Секира-начальник встретил его рюмкой коньяка с острым запахом корвалола.
-  Рад вас видеть, уважаемый Модест Иванович, несмотря на часовое опаздание…
-  Молчать, ничтожество!
-  Слушаюсь и жду распоряжений.
-  Пшёл вон!
-  Есть! Разрешите пока пригласить комиссию министерства здравоохранения?   
-  Зови!
Модест Иванович залпом выпил коньяк, царственно выставил вперёд ногу в драном домашнем тапочке и крикнул: «Войдите!»
В кабинет с опаской вошли двое в белом.

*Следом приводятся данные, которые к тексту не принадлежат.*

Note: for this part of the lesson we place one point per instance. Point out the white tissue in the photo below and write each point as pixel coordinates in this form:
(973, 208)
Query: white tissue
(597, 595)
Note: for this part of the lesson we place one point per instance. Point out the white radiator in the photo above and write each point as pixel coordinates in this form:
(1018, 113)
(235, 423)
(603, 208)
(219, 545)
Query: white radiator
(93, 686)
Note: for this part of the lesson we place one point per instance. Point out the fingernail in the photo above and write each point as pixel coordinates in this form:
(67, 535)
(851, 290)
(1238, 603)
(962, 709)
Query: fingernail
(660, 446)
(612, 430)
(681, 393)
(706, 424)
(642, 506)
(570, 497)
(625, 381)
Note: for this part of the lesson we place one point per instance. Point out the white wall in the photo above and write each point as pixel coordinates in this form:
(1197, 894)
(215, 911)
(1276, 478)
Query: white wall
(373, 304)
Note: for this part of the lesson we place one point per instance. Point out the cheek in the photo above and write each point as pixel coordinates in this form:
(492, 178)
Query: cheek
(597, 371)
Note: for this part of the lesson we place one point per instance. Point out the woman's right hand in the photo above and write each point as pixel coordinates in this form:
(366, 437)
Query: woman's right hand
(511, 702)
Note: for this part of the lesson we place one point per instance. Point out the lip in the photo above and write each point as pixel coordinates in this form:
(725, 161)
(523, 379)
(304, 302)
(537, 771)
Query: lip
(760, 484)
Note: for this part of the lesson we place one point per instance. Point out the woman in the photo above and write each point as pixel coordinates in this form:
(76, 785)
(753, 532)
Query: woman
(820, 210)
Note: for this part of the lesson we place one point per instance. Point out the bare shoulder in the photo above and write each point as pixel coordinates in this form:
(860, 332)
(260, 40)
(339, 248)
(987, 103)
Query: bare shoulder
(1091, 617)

Герой захохотал.
-  Ну, что, министры, без меня ни шагу-с?..
Те очень внимательно посмотрели на него и согнулись в пояс.
-  Трудно, батюшка…
-  И-го-го!
-  Да-с, «и-го-го» полное… Не примите-те ли в дар новую модель попоны от переохлаждения лошади после скачки?
-  Да, от чего ж приму, работнички!..
-  Вот спасибо, а не примерите ли?
-  Валяйте! 
Комиссия осторожно приблизилась к нему и в четыре руки ловко укатала Модеста Ивановича в белую попону с опоясывающими тело подпругами.
-  Ну как, батюшка?
Он критически осмотрел себя в большое настенное зеркало.
-  Дык, ведь, можете, шельмы, когда захотите!
-  Ах, если бы вы проехали с нами в министерство и всем немножко: «И-го-го?..»
-  Немножко?! А ну, живо в машину!
-  Только после вас...
Модест Иванович важно покинул кабинет, грозно глянул на своего бывшего начальника и ободряюще подмигивая сотрудникам пошёл на выход.
Под восторженный топот горожан сел он в белый лимузин с красным крестиком и покатил в министерство.
Толпа ещё долго бежала следом, затем слабые отстали и только поэт Ванечка экскортировал с метлой наперевес, аж до самого моста. Жаль парня – рассовывает свои стихи по почтовым ящикам домов и никакого признания. 
Модест Иванович высвободил руку, возмущённо сунул рубль бабки Штымс в нагрудный карман одного из членов комиссии и потребовал немедленной публикации поэта в миллионных тиражах! Тот воспринял это, как приказ и лишь робко попросил разрешения задать вопрос.
-  Дерзни!
-  Скажите, а сколько лет вы работаете в санэпидемстанции?
-  Дэк, сколько себя помню, милок, столько и морю тараканов, да крыс!
-  Это срок…
Работники министерства уважительно закивали, задумались, а Модест Иванович гордо глянул поверх их голов на родной город, опоясанный далеко внизу серой речушкой, как он уздой и торжествующе заржал.